Introduction: Urban Politics in the Twenty-First Century (original) (raw)
Theories of Urban Politics
In bringing the volume together, we engaged in a vibrant dialogue with contributors and other colleagues. We held several conference panels on the book-notably at the 2006 and 2007 Urban Affairs Association annual meetings and the British Political Studies Association annual meeting in 2006. Colleagues at these events posed important questions to us as editors. What does it mean to study theories of urban politics? Specifically, is there anything distinctive about urban theory: is it merely general theory adapted to scale; or is there something distinctive about the urban such that urban theories are not generalisable to a broader canvas? Or since, as Richard Stren illustrates in this volume (see Chapter 10), half of the world's population now inhabits urban spaces (see also Davis, 2006), is the study of the urban increasingly synonymous with the study of society at large? On a second dimension, it was suggested that we needed to think about the relationship between theory and practice in the field of urban politics. Does urban politics constitute the necessary fusion of theory and practice? If so, practice of what kind, and whose practice? That these searching questions were posed is itself an indication of the good health of the discipline. As editors, it was incumbent upon us to provide some direction to our contributors on how to address these issues. In very different ways, it is clear that all were able to meet the challenge. Here, we flesh out our thoughts as they evolved over the past couple of years.
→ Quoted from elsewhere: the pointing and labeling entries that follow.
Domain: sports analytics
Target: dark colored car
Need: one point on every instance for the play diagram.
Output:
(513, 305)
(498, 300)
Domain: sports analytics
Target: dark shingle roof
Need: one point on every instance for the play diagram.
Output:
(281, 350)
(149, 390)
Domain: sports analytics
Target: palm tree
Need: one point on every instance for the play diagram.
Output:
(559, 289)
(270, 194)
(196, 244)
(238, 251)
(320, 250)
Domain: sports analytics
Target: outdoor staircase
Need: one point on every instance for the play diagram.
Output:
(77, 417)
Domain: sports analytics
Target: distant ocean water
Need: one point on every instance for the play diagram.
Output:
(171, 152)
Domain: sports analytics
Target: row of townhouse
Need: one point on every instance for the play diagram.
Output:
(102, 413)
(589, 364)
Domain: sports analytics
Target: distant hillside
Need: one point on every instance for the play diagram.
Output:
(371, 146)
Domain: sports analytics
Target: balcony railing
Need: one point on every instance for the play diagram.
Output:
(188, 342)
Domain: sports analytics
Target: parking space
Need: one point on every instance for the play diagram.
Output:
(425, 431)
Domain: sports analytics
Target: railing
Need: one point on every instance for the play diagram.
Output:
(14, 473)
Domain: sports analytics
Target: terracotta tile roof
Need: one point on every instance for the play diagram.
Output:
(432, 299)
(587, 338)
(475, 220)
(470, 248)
Perhaps the most interesting question posed to us was 'what do we mean by theories of urban politics?' To begin with 'theory', the first key term in the volume title, we asked authors to engage empirical (or explanatory) theories in their respective subject areas rather than explicitly normative ones. Such guidance was, of course, given with the recognition of the impossibility of value-free social science, so we take as given the idea that empirical theory will be infused with normative influences and do not try to force a strict separation. Empirical theory seeks to explain observed phenomena, usually by establishing a number of conceptually linked and generalisable causal relationships about how some factors affect (or cause) phenomena to occur. Most of the (urban political) theories or theoretical propositions collected in this volume fit this general notion of empirical theory.